Médico plantonista não tem vínculo de emprego reconhecido
Por Victor Carvalho
A Quarta Turma do Tribunal Regional do Trabalho da 4ª Região (TRT4) não reconheceu a existência de vínculo de emprego entre um médico plantonista e um determinado hospital localizado na região de Caxias do Sul, na Serra Gaúcha. Tal em razão do fato de que houve comprovação de que o médico se utilizava da estrutura do hospital para prestar serviços autônomos, atendendo tanto pelo SUS quanto de forma particular.
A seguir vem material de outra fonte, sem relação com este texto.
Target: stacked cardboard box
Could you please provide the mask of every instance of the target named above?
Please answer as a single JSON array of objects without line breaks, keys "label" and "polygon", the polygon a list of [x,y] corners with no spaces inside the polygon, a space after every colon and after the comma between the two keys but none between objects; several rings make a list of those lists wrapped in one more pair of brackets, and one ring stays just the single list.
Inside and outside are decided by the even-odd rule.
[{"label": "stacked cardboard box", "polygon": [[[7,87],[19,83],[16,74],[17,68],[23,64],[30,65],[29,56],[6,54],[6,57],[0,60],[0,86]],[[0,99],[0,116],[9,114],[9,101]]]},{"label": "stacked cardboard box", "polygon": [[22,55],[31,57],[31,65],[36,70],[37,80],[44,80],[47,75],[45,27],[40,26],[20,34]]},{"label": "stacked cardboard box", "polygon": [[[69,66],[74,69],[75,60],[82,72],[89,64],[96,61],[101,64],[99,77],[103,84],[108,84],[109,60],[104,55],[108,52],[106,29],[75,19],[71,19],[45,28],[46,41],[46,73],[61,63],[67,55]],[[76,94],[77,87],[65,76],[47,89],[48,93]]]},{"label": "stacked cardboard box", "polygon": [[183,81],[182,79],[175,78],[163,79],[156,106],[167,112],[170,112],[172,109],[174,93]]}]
Segundo afirma o profissional da área de saúde, ele foi plantonista do hospital em questão de maio de 1978 a fevereiro de 2010, cumprindo plantões tanto no turno noturno quanto diurno. Afirma ainda que desde o ano de 2005 vem a manter uma média de 9 plantões diurnos mensais. Por fim, ainda argumentou que no período entre os anos de 1978 e 2002, foi coordenador dos 7 médicos que faziam o plantão. Diante de tal alegações, pediu o reconhecimento do vínculo de emprego. Os hospital argumentou no sentido de que o médico veio a prestar serviços enquanto autônomo, pelo sistema de comodato, sem qualquer subordinação, havendo ainda a possibilidade de estabelecer sua própria jornada laboral. Em primeira instância, a ação foi considerada improcedente, de modo a não considerar a presença de subordinação entre o médico e o hospital, excluindo, de tal forma, o vínculo de emprego.
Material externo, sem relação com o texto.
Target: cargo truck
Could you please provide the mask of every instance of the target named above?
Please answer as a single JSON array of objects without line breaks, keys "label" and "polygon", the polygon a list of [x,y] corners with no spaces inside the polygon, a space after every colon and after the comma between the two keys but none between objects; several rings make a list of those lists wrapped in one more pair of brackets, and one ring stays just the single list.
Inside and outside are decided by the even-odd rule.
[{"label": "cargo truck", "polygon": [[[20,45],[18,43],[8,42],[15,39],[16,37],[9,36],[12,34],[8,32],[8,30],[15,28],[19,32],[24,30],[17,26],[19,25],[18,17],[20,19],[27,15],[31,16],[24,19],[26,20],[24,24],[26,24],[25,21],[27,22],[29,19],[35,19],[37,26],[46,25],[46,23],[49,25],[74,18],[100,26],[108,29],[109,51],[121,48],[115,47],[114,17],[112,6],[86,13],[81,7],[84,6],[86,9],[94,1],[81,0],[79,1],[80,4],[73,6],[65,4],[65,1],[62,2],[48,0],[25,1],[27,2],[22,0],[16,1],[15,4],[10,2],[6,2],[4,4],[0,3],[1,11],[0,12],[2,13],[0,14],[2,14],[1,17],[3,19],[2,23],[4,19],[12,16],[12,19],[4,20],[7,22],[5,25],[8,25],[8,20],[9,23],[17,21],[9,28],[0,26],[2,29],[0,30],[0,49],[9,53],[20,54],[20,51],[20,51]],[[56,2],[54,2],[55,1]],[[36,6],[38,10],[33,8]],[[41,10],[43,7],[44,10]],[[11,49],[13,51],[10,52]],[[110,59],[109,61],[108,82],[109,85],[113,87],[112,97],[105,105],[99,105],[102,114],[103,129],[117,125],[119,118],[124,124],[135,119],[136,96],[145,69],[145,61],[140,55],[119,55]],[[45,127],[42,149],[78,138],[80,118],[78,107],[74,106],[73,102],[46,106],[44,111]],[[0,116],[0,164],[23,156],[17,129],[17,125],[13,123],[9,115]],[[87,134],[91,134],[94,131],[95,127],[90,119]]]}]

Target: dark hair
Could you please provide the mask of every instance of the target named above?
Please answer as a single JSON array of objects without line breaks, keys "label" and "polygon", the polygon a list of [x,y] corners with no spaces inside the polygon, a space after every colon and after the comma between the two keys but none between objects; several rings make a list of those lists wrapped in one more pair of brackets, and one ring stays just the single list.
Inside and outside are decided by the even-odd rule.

O desembargador relator, João Pedro Silvestrin, citou o ministro do Tribunal Superior do Trabalho (TST), Mauricio Godinho Delgado, ao afirmar que na ‘‘situação em que se encontra o trabalhador, decorrente da limitação contratual da autonomia de sua vontade, para o fim de transferir ao empregador o poder de direção sobre a atividade que desempenha. Como se percebe, no Direito do Trabalho, a subordinação é encarada sob um prisma objetivo: ela atua sobre o modo de realização da prestação, e não sobre a pessoa do trabalhador’’. Segundo o magistrado, a relação adveio de interesses recíprocos entre as partes. Informações do Conjur.